Kimsenin değil, milletin askerleriyiz!

15 Temmuz darbesinin başarısızla sonuçlanmasından sonra “Mustafa Kemal’in askerleriyiz” diyenlerce başlatılan propaganda dikkat çekici.

Bunlar diyorlar ki, “AKP iktidarı ordudaki Fethullahçı subayları temizleyip yerine Atatürkçü, Kemalist subayları getirmeli.

Yine bunlar diyorlar ki, “Ordunun Atatürkçü, Kemalist subaylardan oluşması, darbeleri önlemenin de tek çaresi.

Acaba gerçek bunların dedikleri gibi mi?

Mesela 27 Mayıs darbesini yapıp Başbakan Adnan Menderes ile bakanlarını asan subaylar neciydi?

Bu subaylar, kendilerini Mustafa Kemal’in askerleri olarak gören Atatürkçüler, Kemalistlerdi.

27 Mayıs’tan sonraki 12 Mart darbesini yapan subaylar da Atatürkçüydü, Kemalist’ti.

12 Mart’tan sonraki 12 Eylül darbesini yapan ordunun subayları da Atatürkçüydü, Kemalist’ti.

12 Eylül’den sonraki 28 Şubat darbesini yapan subaylar da Atatürkçüydü, Kemalist’ti.

Peki “Eşi başörtülü biri cumhurbaşkanı olamaz, Atatürk’ün koltuğuna oturamaz” deyip muhtıra verenler kimdi?

Onlar da Atatürkçüydü, Kemalist’ti.

Kısacası, darbeler yapan, muhtıralar veren subaylar Atatürkçüydü, Kemalist’ti.

Bunlar “Mustafa Kemal’in askerleriyiz” derlerdi.

Bütün bu gerçekler bilinirken, şimdi “Ordudaki Fethullahçı subayların yerine Atatürkçü, Kemalist subayların getirilmesi, darbeleri önlemenin tek çaresi” demek gerçeğe aykırı değil mi?

Darbeleri önlemenin çaresi Fethullahçı subayların yerine Kemalist subayları getirmek değildir.

Tarihi gerçekler ortadayken bunu yapmak, kediye ciğer emanet etmek demektir!

Fethullahçı subayların yerine Kemalist subaylara değil, şucu bucu subaylara değil, işinin ehli subaylara görev verilmelidir.

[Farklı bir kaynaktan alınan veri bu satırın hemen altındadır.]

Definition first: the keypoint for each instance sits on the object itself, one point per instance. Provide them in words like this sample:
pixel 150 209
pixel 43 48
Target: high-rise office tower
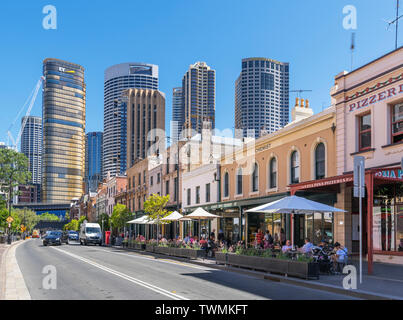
pixel 178 114
pixel 93 160
pixel 145 115
pixel 262 96
pixel 198 87
pixel 63 117
pixel 31 146
pixel 119 78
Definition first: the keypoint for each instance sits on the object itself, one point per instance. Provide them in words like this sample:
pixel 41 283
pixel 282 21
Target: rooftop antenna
pixel 299 92
pixel 352 48
pixel 396 21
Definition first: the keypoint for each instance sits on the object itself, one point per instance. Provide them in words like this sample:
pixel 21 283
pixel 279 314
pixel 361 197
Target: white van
pixel 90 233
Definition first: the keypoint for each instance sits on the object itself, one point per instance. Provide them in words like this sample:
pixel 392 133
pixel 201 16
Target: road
pixel 98 273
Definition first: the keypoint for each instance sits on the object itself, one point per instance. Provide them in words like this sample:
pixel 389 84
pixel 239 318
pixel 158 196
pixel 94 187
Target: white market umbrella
pixel 294 205
pixel 174 216
pixel 200 214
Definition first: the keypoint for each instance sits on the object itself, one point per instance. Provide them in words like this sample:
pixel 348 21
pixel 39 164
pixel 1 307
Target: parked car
pixel 73 236
pixel 90 233
pixel 53 238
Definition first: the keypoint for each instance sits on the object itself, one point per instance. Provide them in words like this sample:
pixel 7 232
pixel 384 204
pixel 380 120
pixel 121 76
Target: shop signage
pixel 394 174
pixel 326 183
pixel 374 99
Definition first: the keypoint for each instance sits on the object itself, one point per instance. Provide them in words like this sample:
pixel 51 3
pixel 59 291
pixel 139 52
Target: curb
pixel 12 279
pixel 367 295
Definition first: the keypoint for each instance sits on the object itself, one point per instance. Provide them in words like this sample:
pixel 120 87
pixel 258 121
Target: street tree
pixel 13 172
pixel 155 209
pixel 120 216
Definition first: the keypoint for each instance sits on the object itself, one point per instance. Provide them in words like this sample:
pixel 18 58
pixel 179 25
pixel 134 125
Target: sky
pixel 174 34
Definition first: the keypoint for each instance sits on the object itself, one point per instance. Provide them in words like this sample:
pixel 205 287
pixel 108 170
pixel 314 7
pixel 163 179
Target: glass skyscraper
pixel 198 87
pixel 262 97
pixel 93 161
pixel 118 78
pixel 63 115
pixel 178 114
pixel 31 146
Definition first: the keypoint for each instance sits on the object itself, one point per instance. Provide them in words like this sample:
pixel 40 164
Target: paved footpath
pixel 12 282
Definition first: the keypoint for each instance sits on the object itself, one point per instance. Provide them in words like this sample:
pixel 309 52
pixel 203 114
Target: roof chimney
pixel 301 110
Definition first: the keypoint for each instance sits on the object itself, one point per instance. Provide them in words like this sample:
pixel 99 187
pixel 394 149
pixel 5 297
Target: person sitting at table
pixel 287 247
pixel 307 248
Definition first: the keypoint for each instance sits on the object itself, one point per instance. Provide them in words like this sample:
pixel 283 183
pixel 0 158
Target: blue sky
pixel 176 33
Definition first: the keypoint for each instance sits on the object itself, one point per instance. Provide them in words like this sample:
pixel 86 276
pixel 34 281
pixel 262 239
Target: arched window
pixel 273 173
pixel 295 167
pixel 239 181
pixel 255 178
pixel 320 161
pixel 226 185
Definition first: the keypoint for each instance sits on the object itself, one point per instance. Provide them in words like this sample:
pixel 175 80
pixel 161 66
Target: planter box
pixel 221 258
pixel 303 270
pixel 298 269
pixel 139 246
pixel 161 250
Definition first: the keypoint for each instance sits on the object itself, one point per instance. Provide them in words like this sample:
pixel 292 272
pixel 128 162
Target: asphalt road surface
pixel 98 273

Orduda liyakat esas hale getirilmelidir.

Ama bununla birlikte darbeleri önlemenin asıl çaresi, orduyu sivilleştirmek, yeni bir zihniyetle subay yetiştirmektir.

Askeri liselerin kapatılması, Harp Okulları'na alınacakların, üniversite sınavlarında bu okulları tercih eden düz lise mezunlarından alınması kararı isabetlidir.

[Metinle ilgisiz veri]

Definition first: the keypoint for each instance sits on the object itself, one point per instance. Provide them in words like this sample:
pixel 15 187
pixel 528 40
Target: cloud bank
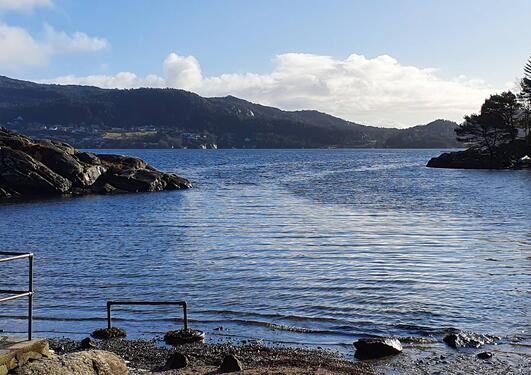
pixel 23 5
pixel 376 91
pixel 18 48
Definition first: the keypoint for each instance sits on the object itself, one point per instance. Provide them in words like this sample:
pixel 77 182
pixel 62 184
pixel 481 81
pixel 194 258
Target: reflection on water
pixel 308 246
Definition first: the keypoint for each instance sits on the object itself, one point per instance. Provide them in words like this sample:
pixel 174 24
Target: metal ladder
pixel 7 256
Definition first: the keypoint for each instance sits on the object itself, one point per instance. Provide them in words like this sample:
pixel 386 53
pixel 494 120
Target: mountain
pixel 93 117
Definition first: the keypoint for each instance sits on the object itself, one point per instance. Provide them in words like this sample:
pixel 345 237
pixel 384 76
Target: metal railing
pixel 10 256
pixel 144 303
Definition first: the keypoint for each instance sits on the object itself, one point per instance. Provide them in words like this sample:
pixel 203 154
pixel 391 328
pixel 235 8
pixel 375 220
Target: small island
pixel 36 168
pixel 498 137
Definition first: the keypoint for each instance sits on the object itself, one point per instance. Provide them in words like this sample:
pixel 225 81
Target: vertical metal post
pixel 185 315
pixel 109 322
pixel 30 297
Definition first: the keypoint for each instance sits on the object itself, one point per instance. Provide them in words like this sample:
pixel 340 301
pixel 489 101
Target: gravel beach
pixel 148 357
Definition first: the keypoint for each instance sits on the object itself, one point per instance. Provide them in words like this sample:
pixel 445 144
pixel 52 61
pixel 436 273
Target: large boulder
pixel 92 362
pixel 377 347
pixel 24 175
pixel 40 167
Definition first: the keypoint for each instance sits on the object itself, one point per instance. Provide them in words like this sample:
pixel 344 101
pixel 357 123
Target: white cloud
pixel 61 42
pixel 378 91
pixel 23 5
pixel 182 72
pixel 18 48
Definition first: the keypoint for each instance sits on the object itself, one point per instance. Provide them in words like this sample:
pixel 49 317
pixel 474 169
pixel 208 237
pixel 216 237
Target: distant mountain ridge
pixel 89 116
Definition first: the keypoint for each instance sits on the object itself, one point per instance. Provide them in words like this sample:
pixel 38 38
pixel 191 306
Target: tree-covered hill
pixel 86 116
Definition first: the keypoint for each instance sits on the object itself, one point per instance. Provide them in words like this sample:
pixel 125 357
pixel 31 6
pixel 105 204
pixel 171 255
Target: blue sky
pixel 292 54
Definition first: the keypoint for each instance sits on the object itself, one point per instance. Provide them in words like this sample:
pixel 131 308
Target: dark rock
pixel 87 343
pixel 40 167
pixel 377 347
pixel 109 333
pixel 484 355
pixel 21 173
pixel 183 336
pixel 176 361
pixel 505 156
pixel 464 339
pixel 230 364
pixel 137 180
pixel 87 157
pixel 121 162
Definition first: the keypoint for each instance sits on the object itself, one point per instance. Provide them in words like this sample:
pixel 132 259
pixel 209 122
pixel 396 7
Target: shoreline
pixel 149 356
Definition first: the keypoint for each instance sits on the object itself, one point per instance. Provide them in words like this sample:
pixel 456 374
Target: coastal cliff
pixel 34 167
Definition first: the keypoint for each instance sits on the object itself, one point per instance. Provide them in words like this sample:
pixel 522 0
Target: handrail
pixel 180 303
pixel 10 256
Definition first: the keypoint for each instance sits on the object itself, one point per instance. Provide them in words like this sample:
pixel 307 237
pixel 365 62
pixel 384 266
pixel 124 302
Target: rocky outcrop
pixel 505 156
pixel 377 347
pixel 92 362
pixel 463 339
pixel 30 168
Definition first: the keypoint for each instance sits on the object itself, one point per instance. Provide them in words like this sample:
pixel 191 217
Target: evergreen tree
pixel 525 100
pixel 493 126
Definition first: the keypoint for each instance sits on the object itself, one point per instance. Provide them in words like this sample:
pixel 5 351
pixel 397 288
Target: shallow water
pixel 298 246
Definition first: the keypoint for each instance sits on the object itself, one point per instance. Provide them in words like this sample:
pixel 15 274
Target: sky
pixel 383 62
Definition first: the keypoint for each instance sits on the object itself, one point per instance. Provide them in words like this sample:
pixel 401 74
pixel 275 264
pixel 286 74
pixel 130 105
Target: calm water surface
pixel 307 246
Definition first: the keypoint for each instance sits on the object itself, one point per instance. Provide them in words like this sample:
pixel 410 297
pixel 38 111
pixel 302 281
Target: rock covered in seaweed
pixel 30 167
pixel 377 347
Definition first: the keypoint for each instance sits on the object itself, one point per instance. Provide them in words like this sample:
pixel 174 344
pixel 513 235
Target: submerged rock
pixel 184 336
pixel 230 363
pixel 176 361
pixel 30 168
pixel 484 355
pixel 465 339
pixel 109 333
pixel 81 363
pixel 377 347
pixel 87 343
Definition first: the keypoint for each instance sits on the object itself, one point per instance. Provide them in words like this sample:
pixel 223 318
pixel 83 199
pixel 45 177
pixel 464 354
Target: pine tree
pixel 493 126
pixel 525 100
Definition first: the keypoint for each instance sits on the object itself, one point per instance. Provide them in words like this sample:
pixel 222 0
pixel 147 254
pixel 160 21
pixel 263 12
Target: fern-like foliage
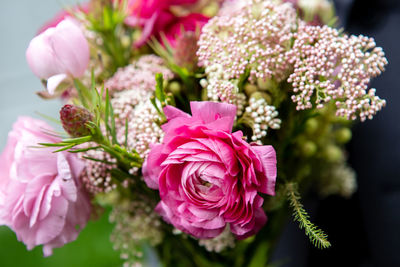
pixel 317 237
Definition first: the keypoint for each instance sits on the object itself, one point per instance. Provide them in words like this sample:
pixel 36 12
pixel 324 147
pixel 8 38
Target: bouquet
pixel 200 124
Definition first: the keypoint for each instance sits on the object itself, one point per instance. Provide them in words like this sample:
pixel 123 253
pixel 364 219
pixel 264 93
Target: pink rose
pixel 207 176
pixel 41 197
pixel 59 53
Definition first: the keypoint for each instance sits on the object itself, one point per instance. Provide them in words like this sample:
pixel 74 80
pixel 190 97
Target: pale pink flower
pixel 63 14
pixel 207 176
pixel 41 198
pixel 59 53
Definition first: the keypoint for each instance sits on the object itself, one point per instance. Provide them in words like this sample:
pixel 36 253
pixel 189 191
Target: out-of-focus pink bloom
pixel 153 16
pixel 59 53
pixel 189 23
pixel 207 176
pixel 41 197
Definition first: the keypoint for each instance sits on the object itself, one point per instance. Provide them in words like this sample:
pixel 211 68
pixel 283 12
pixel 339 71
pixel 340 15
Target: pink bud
pixel 74 120
pixel 61 50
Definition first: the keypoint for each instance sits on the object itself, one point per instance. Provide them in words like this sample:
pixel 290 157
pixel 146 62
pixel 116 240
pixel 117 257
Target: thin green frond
pixel 317 237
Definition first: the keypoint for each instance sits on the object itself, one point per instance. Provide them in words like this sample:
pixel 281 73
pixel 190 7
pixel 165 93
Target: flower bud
pixel 185 50
pixel 262 95
pixel 74 120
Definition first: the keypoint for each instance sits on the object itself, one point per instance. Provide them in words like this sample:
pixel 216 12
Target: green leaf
pixel 317 237
pixel 98 160
pixel 78 140
pixel 126 132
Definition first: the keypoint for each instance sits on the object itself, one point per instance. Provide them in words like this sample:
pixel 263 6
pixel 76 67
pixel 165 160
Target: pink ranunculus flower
pixel 59 53
pixel 41 197
pixel 64 14
pixel 207 176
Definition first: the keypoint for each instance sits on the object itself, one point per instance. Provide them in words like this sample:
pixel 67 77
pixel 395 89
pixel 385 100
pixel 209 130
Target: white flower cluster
pixel 264 117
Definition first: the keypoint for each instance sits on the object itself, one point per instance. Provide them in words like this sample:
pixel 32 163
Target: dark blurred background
pixel 364 230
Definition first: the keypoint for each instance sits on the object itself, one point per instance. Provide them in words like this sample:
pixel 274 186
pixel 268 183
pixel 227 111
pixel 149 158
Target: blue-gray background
pixel 19 22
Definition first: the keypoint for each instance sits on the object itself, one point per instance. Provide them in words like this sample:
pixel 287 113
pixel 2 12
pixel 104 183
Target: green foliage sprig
pixel 317 237
pixel 103 112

Askeri okullarda darbeci yetiştiren eğitime son verilmelidir.

Çünkü oralarda öğrenciler, milletin seçtiklerine karşı gerektiğinde darbe yapabileceklerini de öğreten bir eğitimle yetiştiriliyor.

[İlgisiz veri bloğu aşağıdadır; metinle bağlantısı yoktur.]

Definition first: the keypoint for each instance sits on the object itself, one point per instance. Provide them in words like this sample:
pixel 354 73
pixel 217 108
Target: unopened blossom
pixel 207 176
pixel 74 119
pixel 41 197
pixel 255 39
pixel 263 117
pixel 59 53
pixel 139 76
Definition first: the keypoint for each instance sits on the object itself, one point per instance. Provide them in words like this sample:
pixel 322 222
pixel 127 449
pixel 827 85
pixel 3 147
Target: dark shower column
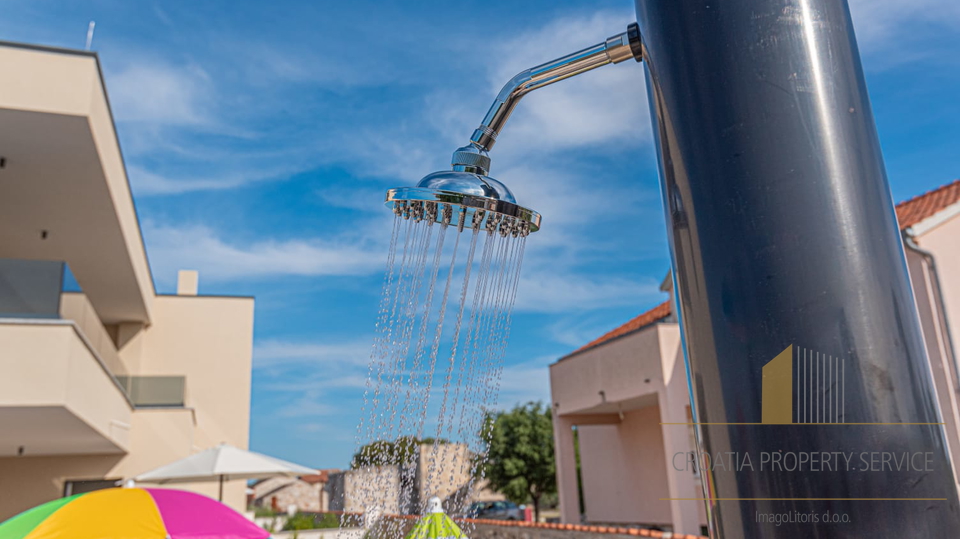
pixel 784 239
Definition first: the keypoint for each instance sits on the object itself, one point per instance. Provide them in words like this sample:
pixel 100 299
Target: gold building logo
pixel 803 386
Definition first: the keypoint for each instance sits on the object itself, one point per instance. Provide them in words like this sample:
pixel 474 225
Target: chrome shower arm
pixel 614 50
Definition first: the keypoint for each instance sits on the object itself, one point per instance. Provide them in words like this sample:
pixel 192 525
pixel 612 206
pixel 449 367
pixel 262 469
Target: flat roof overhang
pixel 63 173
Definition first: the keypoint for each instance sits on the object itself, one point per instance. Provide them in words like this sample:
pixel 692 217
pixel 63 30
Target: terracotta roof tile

Ülkenin asıl sahibi olarak milleti değil, subayı gören bir eğitimle yetiştiriliyor.

Hal böyle olunca, Harp Okullarından mezun olanlar, kendilerini milletin seçtiği hükümetlerden üstün görüyor.

Kendi iradelerini milletin iradesinden üstün sayıyor.

Onun için hoşlanmadıkları hükümetleri deviriyor.

Bu nedenle darbeyi önlemenin asıl çaresi, subay adaylarını, milletin seçtiği hükümetlere karşı darbe yapmakla görevli Mustafa Kemal’in askerleri olarak yetiştiren eğitime son vermektir.

Onları demokrasiye, hukuk devletine, millet iradesine sıkı sıkıya bağlı birer subay olarak yetiştirmektir.

Cumhuriyet’in asıl sahibi millettir; subay olacaklara, hiçbir şeyin milletin iradesinin üstünde olamayacağı öğretilmeli; onlar böyle eğitilmelidir.

Harp Okulları'nda okuyanlar, Mustafa Kemal’in askerleri olarak değil, milletin askerleri olarak yetiştirilmelidir!